ERROR BOUNDS FOR METROPOLIS-HASTINGS ALGORITHMS APPLIED TO PERTURBATIONS OF GAUSSIAN MEASURES IN HIGH DIMENSIONS
成果类型:
Article
署名作者:
Eberle, Andreas
署名单位:
University of Bonn
刊物名称:
ANNALS OF APPLIED PROBABILITY
ISSN/ISSBN:
1050-5164
DOI:
10.1214/13-AAP926
发表日期:
2014
页码:
337-377
关键词:
diffusion limits
volume
CONVERGENCE
摘要:
The Metropolis-adjusted Langevin algorithm (MALA) is a Metropolis Hastings method for approximate sampling from continuous distributions. We derive upper bounds for the contraction rate in Kantorovich-Rubinstein-Wasserstein distance of the MALA chain with semi-implicit Euler proposals applied to log-concave probability measures that have a density w.r.t. a Gaussian reference measure.

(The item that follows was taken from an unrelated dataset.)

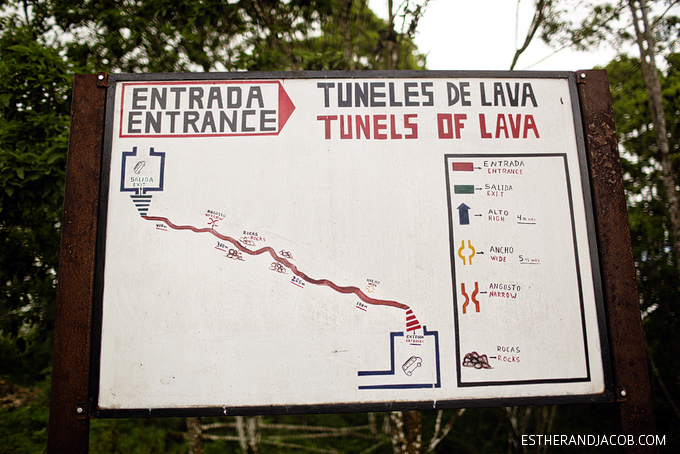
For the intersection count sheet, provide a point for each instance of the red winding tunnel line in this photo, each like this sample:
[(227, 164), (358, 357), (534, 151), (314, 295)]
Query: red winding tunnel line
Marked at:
[(346, 290)]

For sufficiently regular densities, the estimates are dimension-independent, and they hold for sufficiently small step sizes h that do not depend on the dimension either. In the limit h down arrow 0, the bounds approach the known optimal contraction rates for overdamped Langevin diffusions in a convex potential. A similar approach also applies to Metropolis Hastings chains with Ornstein-Uhlenbeck proposals. In this case, the resulting estimates are still independent of the dimension but less optimal, reflecting the fact that MALA is a higher order approximation of the diffusion limit than Metropolis Hastings with Ornstein-Uhlenbeck proposals.